Judge orders Kurdish crude seized if unloaded

A federal judge ordered U.S. marshals to seize any crude offloaded from an oil tanker anchored off the Galveston coast carrying 1 million barrels of Kurdish oil.

The Iraqi government sought legal intervention after the tanker United Kalavryta arrived over the weekend carrying crude pumped from a newly opened pipeline linking Kurdish oil fields with a Turkish port and bypassing Iraq’s state oil company, which claims the right to broker all oil produced inside Iraq.

Lawyers representing Iraq’s Ministry of Oil asked the federal court to seize any cargo transferred from the  United Kalavryta onto smaller tankers, a process called lightering, within the court’s jurisdiction, which extends 9 miles offshore.

U.S. Magistrate Judge Nancy Johnson signed the order late Monday, which allows Iraq to take possession of any seized oil and transport it to storage for safekeeping under U.S. Marshals Service supervision.

By Monday afternoon, the ship had not offloaded any crude.
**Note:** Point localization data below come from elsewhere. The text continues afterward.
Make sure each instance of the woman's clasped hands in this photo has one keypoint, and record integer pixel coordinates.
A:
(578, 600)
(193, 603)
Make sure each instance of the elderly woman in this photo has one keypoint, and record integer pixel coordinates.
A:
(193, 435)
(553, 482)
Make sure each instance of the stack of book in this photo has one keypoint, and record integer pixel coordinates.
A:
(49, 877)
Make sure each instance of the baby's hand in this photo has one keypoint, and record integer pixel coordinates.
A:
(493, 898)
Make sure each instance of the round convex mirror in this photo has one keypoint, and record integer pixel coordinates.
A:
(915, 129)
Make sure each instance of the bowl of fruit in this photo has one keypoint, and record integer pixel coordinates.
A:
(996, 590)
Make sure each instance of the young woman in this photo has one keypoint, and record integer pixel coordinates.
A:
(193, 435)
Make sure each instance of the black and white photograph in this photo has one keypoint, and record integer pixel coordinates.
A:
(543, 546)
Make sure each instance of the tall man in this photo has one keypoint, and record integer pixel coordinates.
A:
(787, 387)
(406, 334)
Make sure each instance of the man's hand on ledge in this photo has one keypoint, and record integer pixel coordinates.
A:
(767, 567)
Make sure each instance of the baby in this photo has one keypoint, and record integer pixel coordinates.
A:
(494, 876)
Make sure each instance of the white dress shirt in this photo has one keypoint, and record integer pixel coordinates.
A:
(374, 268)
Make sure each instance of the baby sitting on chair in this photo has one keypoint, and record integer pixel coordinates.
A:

It remained anchored about 60 miles off the coast of Galveston early Tuesday morning.

In court filings Monday, a global maritime operator with offices in Houston and Galveston said it was hired by Talmay Trading Inc., a company organized in the British Virgin Islands, to offload the crude but has yet to receive orders or instructions for lightering or delivering the cargo.

In a lawsuit filed against the Iraqi government and Talmay Trading in federal court,  AET Inc. Ltd. and AET Offshore Services asked a federal judge to determine the validity of Iraq’s claim that it owns the crude. The Iraqi government claims the shipment is stolen property.

AET also requested a temporary restraining order to prevent it from executing the contract until the court determines who rightfully owns the cargo.

Reached Tuesday, AET officials declined to discuss details of the contract.

“Cargo types, origins, destinations, sellers, buyers, etc., can be sensitive, proprietary information and we do not discuss these matters publicly,” AET said in a prepared statement. “AET has a long history of supporting and following all rules, regulations and laws and we will not participate in any illegal activity.”

With its disputed cargo now under legal threat, the United Kalavryta may be forced to travel elsewhere to unload.

The U.S. government, which backs a unified, central government in Iraq, discourages companies from buying crude from the Kurdish Regional Government, warning such deals pose significant legal risks. But the government has not banned the purchases.

A buyer for the Kurdish crude has not been identified.